FEMA has begun assessing the flood damage in southwest Minnesota. One of the hardest hit areas was Rock County.
Heavy rains in June washed out roads, bridges and even railroad tracks. Now as the water recedes, the hope is that federal disaster dollars will soon be flowing into the state to help rebuild what mother nature washed away.
Dozens of officials from the Minnesota Department of Public Safety and Emergency Management sat down with FEMA staff on Tuesday to go over the long list of damage to infrastructure with stacks and stacks of pictures.
"We've driven around the county some. It's the worst I've ever seen and I'm 73 years old, it's a lot of damage," Rock County Commissioner Ron Boyenga said.
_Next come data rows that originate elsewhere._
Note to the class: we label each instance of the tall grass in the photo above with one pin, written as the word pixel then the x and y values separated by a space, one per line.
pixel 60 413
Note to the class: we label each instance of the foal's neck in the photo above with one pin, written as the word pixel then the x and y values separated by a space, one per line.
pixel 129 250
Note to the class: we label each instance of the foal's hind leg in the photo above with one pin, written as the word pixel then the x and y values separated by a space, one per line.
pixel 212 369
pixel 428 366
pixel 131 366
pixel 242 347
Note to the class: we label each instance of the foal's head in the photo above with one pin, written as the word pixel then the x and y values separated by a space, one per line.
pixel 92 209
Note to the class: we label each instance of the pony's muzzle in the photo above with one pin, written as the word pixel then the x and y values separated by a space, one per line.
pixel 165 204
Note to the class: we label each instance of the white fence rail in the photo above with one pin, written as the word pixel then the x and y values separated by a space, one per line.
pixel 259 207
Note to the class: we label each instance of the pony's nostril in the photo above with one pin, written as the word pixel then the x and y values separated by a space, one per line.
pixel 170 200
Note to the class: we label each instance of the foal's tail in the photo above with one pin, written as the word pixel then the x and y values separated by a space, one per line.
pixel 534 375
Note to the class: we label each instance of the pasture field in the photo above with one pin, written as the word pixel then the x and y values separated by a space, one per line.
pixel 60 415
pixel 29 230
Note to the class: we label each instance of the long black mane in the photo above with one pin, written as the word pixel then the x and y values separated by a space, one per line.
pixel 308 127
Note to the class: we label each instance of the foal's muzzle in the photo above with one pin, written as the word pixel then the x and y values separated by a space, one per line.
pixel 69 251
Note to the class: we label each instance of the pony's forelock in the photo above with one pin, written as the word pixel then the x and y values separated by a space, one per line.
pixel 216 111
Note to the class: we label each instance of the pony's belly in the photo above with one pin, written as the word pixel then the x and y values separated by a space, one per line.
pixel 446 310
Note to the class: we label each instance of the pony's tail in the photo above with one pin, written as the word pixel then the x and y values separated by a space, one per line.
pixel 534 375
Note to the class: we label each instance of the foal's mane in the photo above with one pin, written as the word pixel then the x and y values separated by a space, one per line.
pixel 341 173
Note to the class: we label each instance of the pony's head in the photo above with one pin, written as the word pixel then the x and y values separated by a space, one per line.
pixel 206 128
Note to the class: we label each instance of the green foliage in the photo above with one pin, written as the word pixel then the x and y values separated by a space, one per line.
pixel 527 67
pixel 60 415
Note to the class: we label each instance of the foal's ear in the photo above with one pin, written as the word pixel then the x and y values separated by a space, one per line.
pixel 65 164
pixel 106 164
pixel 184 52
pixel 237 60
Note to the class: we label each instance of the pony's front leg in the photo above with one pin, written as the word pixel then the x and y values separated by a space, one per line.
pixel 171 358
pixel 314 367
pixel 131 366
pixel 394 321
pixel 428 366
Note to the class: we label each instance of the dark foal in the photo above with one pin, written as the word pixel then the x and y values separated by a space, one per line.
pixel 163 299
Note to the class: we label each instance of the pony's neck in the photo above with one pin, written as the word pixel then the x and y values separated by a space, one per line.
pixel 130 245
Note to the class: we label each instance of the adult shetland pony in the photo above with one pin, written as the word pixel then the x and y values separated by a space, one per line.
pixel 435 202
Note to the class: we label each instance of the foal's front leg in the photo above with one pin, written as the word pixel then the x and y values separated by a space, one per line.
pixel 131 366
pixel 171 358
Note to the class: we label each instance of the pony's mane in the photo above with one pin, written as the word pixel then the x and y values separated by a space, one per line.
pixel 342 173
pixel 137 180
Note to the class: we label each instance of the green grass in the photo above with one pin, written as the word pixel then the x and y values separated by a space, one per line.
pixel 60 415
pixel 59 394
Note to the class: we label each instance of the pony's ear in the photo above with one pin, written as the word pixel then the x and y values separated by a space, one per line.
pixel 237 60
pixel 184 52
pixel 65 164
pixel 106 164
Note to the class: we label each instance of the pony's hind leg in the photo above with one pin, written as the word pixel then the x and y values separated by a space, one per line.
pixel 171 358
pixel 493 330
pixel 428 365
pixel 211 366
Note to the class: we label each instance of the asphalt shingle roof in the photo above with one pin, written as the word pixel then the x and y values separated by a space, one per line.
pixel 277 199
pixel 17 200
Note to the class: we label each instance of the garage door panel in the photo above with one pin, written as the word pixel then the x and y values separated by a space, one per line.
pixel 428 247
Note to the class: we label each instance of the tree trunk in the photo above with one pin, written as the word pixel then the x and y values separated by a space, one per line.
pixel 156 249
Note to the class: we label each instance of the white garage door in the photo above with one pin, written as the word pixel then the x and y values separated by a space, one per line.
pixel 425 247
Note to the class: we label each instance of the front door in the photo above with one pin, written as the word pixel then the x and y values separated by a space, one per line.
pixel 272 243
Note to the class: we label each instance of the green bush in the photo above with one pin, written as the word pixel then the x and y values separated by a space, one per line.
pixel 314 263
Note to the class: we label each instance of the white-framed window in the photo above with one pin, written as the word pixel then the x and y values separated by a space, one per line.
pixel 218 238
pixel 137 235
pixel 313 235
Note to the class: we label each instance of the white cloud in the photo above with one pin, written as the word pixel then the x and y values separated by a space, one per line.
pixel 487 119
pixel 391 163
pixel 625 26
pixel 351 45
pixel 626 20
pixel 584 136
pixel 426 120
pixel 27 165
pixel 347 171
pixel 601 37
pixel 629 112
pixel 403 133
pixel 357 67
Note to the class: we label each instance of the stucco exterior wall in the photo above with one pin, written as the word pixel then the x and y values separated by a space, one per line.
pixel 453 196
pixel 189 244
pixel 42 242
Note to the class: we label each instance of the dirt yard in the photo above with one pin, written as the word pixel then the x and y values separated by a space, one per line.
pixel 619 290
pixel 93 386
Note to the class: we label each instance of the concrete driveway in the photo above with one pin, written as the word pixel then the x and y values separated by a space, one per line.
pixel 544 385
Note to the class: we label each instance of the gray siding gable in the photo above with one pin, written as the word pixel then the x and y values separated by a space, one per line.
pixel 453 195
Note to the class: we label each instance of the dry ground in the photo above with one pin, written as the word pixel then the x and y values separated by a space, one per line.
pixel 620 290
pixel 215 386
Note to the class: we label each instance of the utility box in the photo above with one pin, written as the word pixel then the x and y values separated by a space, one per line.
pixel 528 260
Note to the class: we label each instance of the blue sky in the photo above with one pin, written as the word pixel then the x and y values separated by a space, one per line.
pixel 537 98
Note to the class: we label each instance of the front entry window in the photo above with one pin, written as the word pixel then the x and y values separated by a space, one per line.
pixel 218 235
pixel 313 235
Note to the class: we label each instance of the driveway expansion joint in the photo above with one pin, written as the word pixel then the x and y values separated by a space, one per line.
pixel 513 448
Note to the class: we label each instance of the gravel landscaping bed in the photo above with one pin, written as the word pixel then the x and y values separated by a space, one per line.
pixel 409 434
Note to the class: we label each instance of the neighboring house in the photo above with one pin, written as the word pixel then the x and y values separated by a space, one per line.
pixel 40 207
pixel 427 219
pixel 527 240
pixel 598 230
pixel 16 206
Damage that has put people's lives and jobs on hold, including the railroad.
"One of their problems, they ship ethanol, they have ethanol cars loaded with ethanol and can't ship them, because the railroad is out on both sides of the ethanol plant," Boyenga said.
Even these pictures don't tell the whole story.
"The water has to go down so they can assess the damage, because we've hired some outside engineers to assess bridges and culverts, because there's some undermining of the culverts and bridges that you can't see right away," Boyenga said.
This meeting is the first step in making the long list of repairs to the county.
"It's a process and as soon as we gather all the information, we'll present it to the president and from there we'll see what happens," FEMA official Maria Pedron said.
In order to qualify for federal disaster dollars, the state of Minnesota needs at least $7 million in damage. They're estimating Rock County alone has at least $4 million.